Gameplay primarily because of the lacklustre weapons, pathetic explosions, high proportion of dull levels and rubbish enemies. The horrible physics of that generation of the Lithtech engine didn't help either. Gone was the bounciness and fluidity of the Build engine movement, in was this horrible sudden stop deceleration and abjectly unfun gravity acceleration of that generation of the Lithtech engine. No One Lives Forever got away with the horror of movement physics on then present-day Lithtech, mainly because it was a much slower game, but the fast paced combat of Blood 2 put the engine's weakest cards on the centre of the table at all times.

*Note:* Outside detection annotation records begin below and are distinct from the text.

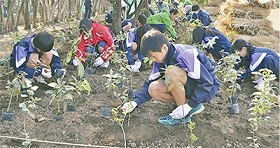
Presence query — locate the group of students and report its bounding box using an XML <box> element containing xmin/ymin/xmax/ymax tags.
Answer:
<box><xmin>10</xmin><ymin>0</ymin><xmax>280</xmax><ymax>126</ymax></box>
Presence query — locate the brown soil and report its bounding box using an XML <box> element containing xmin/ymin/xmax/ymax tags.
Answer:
<box><xmin>0</xmin><ymin>1</ymin><xmax>279</xmax><ymax>148</ymax></box>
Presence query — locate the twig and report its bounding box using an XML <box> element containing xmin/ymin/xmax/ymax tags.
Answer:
<box><xmin>0</xmin><ymin>70</ymin><xmax>14</xmax><ymax>78</ymax></box>
<box><xmin>0</xmin><ymin>135</ymin><xmax>119</xmax><ymax>148</ymax></box>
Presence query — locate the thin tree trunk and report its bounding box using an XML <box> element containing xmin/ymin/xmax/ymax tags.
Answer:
<box><xmin>49</xmin><ymin>0</ymin><xmax>60</xmax><ymax>23</ymax></box>
<box><xmin>5</xmin><ymin>0</ymin><xmax>15</xmax><ymax>32</ymax></box>
<box><xmin>75</xmin><ymin>0</ymin><xmax>81</xmax><ymax>20</ymax></box>
<box><xmin>14</xmin><ymin>0</ymin><xmax>25</xmax><ymax>30</ymax></box>
<box><xmin>112</xmin><ymin>0</ymin><xmax>121</xmax><ymax>34</ymax></box>
<box><xmin>31</xmin><ymin>0</ymin><xmax>38</xmax><ymax>28</ymax></box>
<box><xmin>0</xmin><ymin>2</ymin><xmax>4</xmax><ymax>34</ymax></box>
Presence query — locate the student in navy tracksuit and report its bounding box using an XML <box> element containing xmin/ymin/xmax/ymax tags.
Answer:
<box><xmin>193</xmin><ymin>26</ymin><xmax>231</xmax><ymax>61</ymax></box>
<box><xmin>187</xmin><ymin>5</ymin><xmax>212</xmax><ymax>26</ymax></box>
<box><xmin>120</xmin><ymin>29</ymin><xmax>219</xmax><ymax>125</ymax></box>
<box><xmin>231</xmin><ymin>39</ymin><xmax>280</xmax><ymax>79</ymax></box>
<box><xmin>10</xmin><ymin>32</ymin><xmax>66</xmax><ymax>78</ymax></box>
<box><xmin>124</xmin><ymin>14</ymin><xmax>152</xmax><ymax>73</ymax></box>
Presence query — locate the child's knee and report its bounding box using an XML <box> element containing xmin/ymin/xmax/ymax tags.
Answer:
<box><xmin>148</xmin><ymin>80</ymin><xmax>167</xmax><ymax>96</ymax></box>
<box><xmin>165</xmin><ymin>65</ymin><xmax>186</xmax><ymax>78</ymax></box>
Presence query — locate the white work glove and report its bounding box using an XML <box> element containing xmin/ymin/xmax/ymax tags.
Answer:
<box><xmin>93</xmin><ymin>57</ymin><xmax>104</xmax><ymax>67</ymax></box>
<box><xmin>134</xmin><ymin>60</ymin><xmax>141</xmax><ymax>69</ymax></box>
<box><xmin>169</xmin><ymin>103</ymin><xmax>192</xmax><ymax>119</ymax></box>
<box><xmin>73</xmin><ymin>59</ymin><xmax>79</xmax><ymax>66</ymax></box>
<box><xmin>120</xmin><ymin>101</ymin><xmax>137</xmax><ymax>114</ymax></box>
<box><xmin>130</xmin><ymin>60</ymin><xmax>141</xmax><ymax>73</ymax></box>
<box><xmin>54</xmin><ymin>69</ymin><xmax>66</xmax><ymax>79</ymax></box>
<box><xmin>42</xmin><ymin>68</ymin><xmax>52</xmax><ymax>78</ymax></box>
<box><xmin>130</xmin><ymin>64</ymin><xmax>139</xmax><ymax>73</ymax></box>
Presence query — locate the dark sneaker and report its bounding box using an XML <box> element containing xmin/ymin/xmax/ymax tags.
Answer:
<box><xmin>158</xmin><ymin>103</ymin><xmax>204</xmax><ymax>126</ymax></box>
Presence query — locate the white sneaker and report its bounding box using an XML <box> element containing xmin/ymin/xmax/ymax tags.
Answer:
<box><xmin>35</xmin><ymin>75</ymin><xmax>48</xmax><ymax>84</ymax></box>
<box><xmin>100</xmin><ymin>60</ymin><xmax>110</xmax><ymax>68</ymax></box>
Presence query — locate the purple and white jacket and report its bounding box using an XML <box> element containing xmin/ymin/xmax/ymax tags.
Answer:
<box><xmin>10</xmin><ymin>34</ymin><xmax>62</xmax><ymax>78</ymax></box>
<box><xmin>134</xmin><ymin>44</ymin><xmax>219</xmax><ymax>107</ymax></box>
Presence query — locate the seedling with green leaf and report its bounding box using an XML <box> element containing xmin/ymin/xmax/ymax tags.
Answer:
<box><xmin>46</xmin><ymin>78</ymin><xmax>75</xmax><ymax>114</ymax></box>
<box><xmin>5</xmin><ymin>72</ymin><xmax>32</xmax><ymax>111</ymax></box>
<box><xmin>216</xmin><ymin>54</ymin><xmax>241</xmax><ymax>106</ymax></box>
<box><xmin>247</xmin><ymin>69</ymin><xmax>279</xmax><ymax>148</ymax></box>
<box><xmin>46</xmin><ymin>77</ymin><xmax>91</xmax><ymax>114</ymax></box>
<box><xmin>187</xmin><ymin>122</ymin><xmax>202</xmax><ymax>148</ymax></box>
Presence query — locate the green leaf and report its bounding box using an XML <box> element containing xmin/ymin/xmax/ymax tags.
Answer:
<box><xmin>168</xmin><ymin>84</ymin><xmax>175</xmax><ymax>92</ymax></box>
<box><xmin>48</xmin><ymin>82</ymin><xmax>59</xmax><ymax>88</ymax></box>
<box><xmin>63</xmin><ymin>51</ymin><xmax>73</xmax><ymax>64</ymax></box>
<box><xmin>20</xmin><ymin>94</ymin><xmax>28</xmax><ymax>98</ymax></box>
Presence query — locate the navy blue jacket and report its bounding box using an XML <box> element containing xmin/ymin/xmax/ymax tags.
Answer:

Quality. Well, I dunno, I just remember there being tons of annoying little bugs and lots of enemies getting stuck. I mean, enemies in any of the old shooters are stupid, but the one thing they've got going for them that is zero pathfinding or not, they at least keep MOVING. Blood goes one further than this, I've noticed, where the AI seem to change direction if their current push is giving them no joy. Blood 2, on the other hand, was stuck demon city.
Not good then, and even worse when it was my most anticipated game at that point.